En conclusión y de acuerdo con la doctrina expuesta, ratificada por la sentencia del Tribunal de Justicia de 25 de enero de 2018, asunto C-473/16, F., apartado 41, podemos señalar que dejando aparte los derechos mencionados en el artículo 15.2 de la CEDH, la evaluación individual de una solicitud de protección internacional que impone el artículo 4, apartado 3, de la Directiva de reconocimiento, deberá tener en cuenta, no solo todos los hechos pertinentes relativos al país de origen en el momento de resolver sobre la solicitud, sino muy particularmente, todas las circunstancias personales del solicitante y la documentación que aporte para evaluar la incidencia de los actos de persecución en su concreta esfera personal.
En lo que a los agentes respecta, los artículos 6 y 7 de la Directiva de reconocimiento identifican, respectivamente, los agentes de persecución y de protección. Los primeros son los Estados, los partidos u organizaciones que controlan el Estado o una parte considerable de su territorio y subsidiariamente los agentes no estatales. Los segundos son los Estados o bien partidos u organizaciones que controlan el Estado o una parte significativa de su territorio. La STJUE de 2 de marzo de 2010, asunto Abdulla C-175/08, destaca que la incapacidad de un Estado para garantizar la protección de sus ciudadanos frente a los actos de persecución, constituye un elemento decisivo de la valoración conducente a la concesión del estatuto de refugiado.

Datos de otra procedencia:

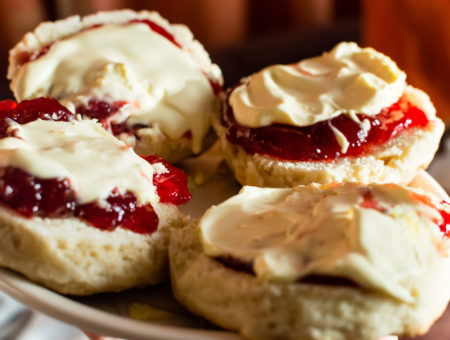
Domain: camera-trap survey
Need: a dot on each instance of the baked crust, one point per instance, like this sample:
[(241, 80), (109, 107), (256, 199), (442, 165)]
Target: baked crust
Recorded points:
[(71, 257), (264, 310), (148, 140), (398, 161)]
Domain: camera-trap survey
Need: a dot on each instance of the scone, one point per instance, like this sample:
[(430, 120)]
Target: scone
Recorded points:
[(333, 262), (80, 212), (347, 115), (148, 82)]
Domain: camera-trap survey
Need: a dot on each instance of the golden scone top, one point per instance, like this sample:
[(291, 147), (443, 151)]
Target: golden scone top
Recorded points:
[(380, 236), (348, 79), (161, 82), (94, 161)]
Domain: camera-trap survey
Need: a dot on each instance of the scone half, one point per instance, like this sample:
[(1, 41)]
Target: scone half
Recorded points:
[(80, 212), (148, 81), (276, 131), (274, 304)]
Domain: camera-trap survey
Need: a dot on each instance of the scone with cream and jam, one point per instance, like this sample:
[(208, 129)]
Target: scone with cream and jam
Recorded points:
[(80, 211), (347, 115), (147, 81), (330, 262)]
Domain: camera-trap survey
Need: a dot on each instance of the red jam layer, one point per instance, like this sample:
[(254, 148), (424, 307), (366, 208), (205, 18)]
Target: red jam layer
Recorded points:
[(445, 224), (31, 110), (54, 197), (317, 142), (102, 110)]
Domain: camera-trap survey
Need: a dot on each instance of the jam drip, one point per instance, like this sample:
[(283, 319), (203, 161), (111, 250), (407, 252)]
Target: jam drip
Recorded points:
[(54, 197), (317, 142), (171, 186), (31, 110), (444, 225)]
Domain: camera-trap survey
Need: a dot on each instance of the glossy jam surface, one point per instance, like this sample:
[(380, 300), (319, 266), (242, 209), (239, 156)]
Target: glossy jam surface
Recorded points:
[(318, 142), (445, 225), (171, 185), (31, 110), (54, 197)]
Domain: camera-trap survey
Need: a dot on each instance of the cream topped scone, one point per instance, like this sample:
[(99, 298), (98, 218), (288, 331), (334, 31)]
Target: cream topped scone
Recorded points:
[(147, 81), (341, 261), (347, 115), (80, 211)]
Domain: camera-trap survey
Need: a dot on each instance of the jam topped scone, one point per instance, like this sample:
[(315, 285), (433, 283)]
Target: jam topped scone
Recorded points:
[(147, 81), (80, 211), (346, 115), (339, 261)]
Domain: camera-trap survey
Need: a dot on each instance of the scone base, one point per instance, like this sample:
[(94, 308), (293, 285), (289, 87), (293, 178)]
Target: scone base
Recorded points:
[(262, 310)]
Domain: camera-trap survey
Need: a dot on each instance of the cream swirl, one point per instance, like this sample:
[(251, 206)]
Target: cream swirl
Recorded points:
[(384, 237), (161, 82), (348, 79), (95, 162)]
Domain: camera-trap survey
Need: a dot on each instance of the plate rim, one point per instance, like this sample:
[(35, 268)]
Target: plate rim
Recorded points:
[(98, 321)]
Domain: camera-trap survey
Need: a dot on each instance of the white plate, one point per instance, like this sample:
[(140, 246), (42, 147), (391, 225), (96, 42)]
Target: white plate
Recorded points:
[(109, 314)]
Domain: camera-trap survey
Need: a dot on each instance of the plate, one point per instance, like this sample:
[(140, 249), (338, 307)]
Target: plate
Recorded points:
[(152, 312)]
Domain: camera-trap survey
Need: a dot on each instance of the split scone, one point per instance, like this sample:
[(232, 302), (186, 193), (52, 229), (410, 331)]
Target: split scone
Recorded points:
[(80, 212), (347, 115), (335, 262), (147, 81)]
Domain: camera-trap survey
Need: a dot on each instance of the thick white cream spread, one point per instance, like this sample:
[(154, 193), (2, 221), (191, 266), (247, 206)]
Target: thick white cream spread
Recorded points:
[(161, 82), (382, 237), (82, 151), (348, 79)]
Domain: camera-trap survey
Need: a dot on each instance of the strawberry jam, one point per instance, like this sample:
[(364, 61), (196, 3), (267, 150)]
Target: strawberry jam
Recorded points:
[(54, 197), (30, 110), (317, 142), (444, 226), (171, 185)]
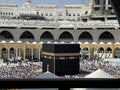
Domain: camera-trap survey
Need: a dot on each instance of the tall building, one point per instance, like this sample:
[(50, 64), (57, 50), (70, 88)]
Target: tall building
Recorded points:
[(94, 26)]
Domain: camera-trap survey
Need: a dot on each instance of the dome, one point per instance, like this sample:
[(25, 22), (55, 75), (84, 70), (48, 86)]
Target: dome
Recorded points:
[(86, 43), (3, 41), (99, 74), (62, 42), (34, 42), (41, 42), (48, 42), (117, 43), (27, 42), (72, 42), (79, 42), (55, 42), (109, 43), (94, 43), (101, 43), (11, 41), (19, 41)]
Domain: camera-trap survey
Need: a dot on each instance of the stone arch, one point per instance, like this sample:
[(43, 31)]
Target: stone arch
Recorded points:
[(108, 52), (36, 54), (19, 53), (12, 53), (101, 49), (47, 36), (85, 53), (106, 37), (117, 52), (27, 36), (4, 53), (101, 53), (28, 53), (85, 36), (66, 36), (108, 49), (6, 35)]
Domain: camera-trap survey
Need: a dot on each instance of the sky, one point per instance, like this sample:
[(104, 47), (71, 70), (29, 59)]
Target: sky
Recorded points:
[(59, 3)]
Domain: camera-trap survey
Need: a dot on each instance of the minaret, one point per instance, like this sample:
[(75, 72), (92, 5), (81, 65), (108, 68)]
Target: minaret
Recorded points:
[(90, 2)]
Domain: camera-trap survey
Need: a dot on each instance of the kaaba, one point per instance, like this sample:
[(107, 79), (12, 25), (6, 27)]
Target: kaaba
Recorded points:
[(63, 59), (116, 7)]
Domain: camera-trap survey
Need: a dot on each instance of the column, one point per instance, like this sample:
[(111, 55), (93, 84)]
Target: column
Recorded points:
[(113, 53), (16, 54), (8, 54), (32, 54), (19, 52), (39, 54), (54, 64), (24, 53), (0, 53), (106, 4)]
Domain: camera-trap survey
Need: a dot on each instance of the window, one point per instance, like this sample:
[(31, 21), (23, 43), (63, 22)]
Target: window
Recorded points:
[(73, 14), (50, 14), (46, 14)]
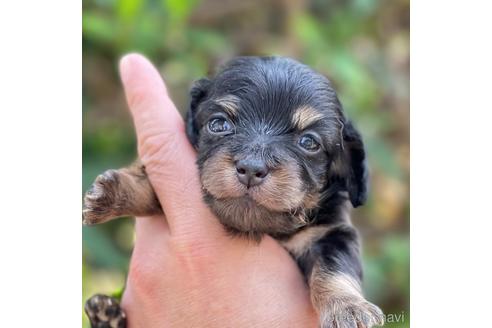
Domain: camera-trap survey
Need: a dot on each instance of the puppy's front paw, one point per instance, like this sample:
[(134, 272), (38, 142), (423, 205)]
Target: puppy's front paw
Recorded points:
[(100, 200), (350, 313), (105, 311)]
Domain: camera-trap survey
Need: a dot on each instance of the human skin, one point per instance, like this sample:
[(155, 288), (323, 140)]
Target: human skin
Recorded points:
[(185, 270)]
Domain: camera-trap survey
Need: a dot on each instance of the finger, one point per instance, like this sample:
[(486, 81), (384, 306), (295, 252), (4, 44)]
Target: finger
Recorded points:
[(162, 142), (150, 231)]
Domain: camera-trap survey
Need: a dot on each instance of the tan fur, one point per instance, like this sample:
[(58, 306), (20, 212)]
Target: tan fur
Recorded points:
[(229, 103), (305, 116), (281, 191), (338, 299), (123, 192), (299, 243)]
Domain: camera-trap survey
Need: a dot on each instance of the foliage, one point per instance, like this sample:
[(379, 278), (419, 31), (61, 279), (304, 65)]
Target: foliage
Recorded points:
[(361, 45)]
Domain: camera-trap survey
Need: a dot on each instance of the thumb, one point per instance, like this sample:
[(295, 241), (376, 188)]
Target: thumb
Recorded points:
[(162, 143)]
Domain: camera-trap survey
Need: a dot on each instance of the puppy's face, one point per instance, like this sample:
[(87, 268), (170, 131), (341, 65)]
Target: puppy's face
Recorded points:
[(271, 142)]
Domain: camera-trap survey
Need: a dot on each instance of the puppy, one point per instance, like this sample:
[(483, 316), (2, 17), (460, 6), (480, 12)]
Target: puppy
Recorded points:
[(276, 156)]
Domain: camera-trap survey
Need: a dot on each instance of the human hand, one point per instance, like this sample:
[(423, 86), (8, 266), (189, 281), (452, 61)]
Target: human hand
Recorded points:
[(185, 270)]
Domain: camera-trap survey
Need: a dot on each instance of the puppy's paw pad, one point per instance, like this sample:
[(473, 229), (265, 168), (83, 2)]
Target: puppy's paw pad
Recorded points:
[(105, 311), (99, 201), (353, 313)]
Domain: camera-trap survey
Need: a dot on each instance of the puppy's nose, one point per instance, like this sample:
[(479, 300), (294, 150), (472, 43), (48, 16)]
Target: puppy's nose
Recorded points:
[(251, 172)]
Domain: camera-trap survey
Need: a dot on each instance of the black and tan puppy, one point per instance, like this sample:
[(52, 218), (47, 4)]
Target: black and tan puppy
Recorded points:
[(276, 156)]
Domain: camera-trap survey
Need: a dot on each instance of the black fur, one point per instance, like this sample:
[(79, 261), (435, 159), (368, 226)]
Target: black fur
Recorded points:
[(266, 94), (266, 108)]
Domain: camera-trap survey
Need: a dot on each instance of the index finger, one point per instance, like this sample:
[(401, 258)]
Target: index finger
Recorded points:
[(162, 143)]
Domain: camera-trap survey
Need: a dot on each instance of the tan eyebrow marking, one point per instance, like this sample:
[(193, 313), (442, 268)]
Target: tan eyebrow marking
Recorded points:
[(305, 116), (229, 103)]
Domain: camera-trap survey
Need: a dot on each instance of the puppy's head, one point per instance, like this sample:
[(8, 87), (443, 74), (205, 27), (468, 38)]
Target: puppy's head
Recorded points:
[(272, 142)]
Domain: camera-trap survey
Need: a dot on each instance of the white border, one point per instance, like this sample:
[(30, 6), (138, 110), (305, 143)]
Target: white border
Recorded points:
[(40, 184), (451, 93)]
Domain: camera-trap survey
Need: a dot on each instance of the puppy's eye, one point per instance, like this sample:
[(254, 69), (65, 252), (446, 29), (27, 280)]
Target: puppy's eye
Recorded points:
[(309, 143), (219, 125)]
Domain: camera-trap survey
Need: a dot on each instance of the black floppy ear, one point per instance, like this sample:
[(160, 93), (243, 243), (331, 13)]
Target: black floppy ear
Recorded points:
[(198, 92), (358, 177)]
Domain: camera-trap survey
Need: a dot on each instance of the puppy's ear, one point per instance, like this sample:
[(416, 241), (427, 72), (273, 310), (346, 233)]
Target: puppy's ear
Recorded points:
[(358, 177), (198, 93)]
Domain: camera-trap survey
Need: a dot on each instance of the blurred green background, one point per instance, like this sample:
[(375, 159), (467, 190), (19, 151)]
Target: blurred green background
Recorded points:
[(361, 45)]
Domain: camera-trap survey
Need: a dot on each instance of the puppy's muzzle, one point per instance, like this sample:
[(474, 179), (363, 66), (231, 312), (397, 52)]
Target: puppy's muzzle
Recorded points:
[(251, 172)]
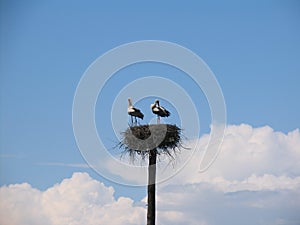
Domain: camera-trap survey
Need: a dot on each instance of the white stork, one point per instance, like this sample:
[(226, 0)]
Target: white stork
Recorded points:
[(159, 110), (134, 112)]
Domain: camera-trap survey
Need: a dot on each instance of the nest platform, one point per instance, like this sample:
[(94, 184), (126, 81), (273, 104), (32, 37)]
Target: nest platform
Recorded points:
[(163, 138)]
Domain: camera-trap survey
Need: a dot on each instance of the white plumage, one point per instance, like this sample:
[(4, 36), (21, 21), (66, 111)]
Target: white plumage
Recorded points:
[(134, 112), (159, 110)]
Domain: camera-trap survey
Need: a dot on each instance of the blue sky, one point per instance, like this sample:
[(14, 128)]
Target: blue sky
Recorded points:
[(253, 48)]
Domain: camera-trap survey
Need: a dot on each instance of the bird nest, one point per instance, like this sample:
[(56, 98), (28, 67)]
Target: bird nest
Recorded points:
[(164, 138)]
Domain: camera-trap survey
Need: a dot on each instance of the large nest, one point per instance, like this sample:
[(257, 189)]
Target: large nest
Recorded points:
[(164, 138)]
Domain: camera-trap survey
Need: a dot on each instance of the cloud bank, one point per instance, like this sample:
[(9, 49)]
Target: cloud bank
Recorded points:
[(255, 180)]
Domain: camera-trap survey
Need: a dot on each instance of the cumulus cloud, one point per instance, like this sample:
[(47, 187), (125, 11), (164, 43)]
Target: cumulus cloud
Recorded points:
[(255, 180), (75, 201)]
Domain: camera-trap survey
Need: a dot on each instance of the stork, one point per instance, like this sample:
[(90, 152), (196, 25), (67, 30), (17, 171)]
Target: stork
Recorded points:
[(159, 110), (134, 112)]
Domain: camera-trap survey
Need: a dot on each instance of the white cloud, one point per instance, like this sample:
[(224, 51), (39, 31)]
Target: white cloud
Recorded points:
[(75, 201), (255, 180)]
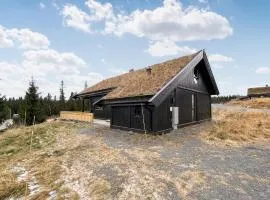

Por último, nos referimos al nivel de intensidad probatoria requerido para justificar la concesión del asilo.
Para ello debe tenerse en cuenta que la prueba en este tipo de procesos no tiene por finalidad el establecimiento de hechos pasados, sino determinar la existencia de un riesgo futuro que debe ser evaluado a la luz del artículo 4 de la Directiva de reconocimiento.
A estos efectos, se concede una relevancia capital a la coherencia y credibilidad del solicitante en la entrevista personal que imperativamente debe realizarse. En este sentido se pronuncia la STJUE de 5 de septiembre de 2012 asunto C- 71/11 Bundesrepublik Deutschland e Y. y Z (apartado 75 y ss).
Sin perjuicio de lo anterior, como indica la STJUE de 2 de diciembre de 2014, asunto A. B. y C, C-148/13, apartados 54 y ss, no puede exigirse un nivel probatorio que haga imposible la concesión de la protección internacional.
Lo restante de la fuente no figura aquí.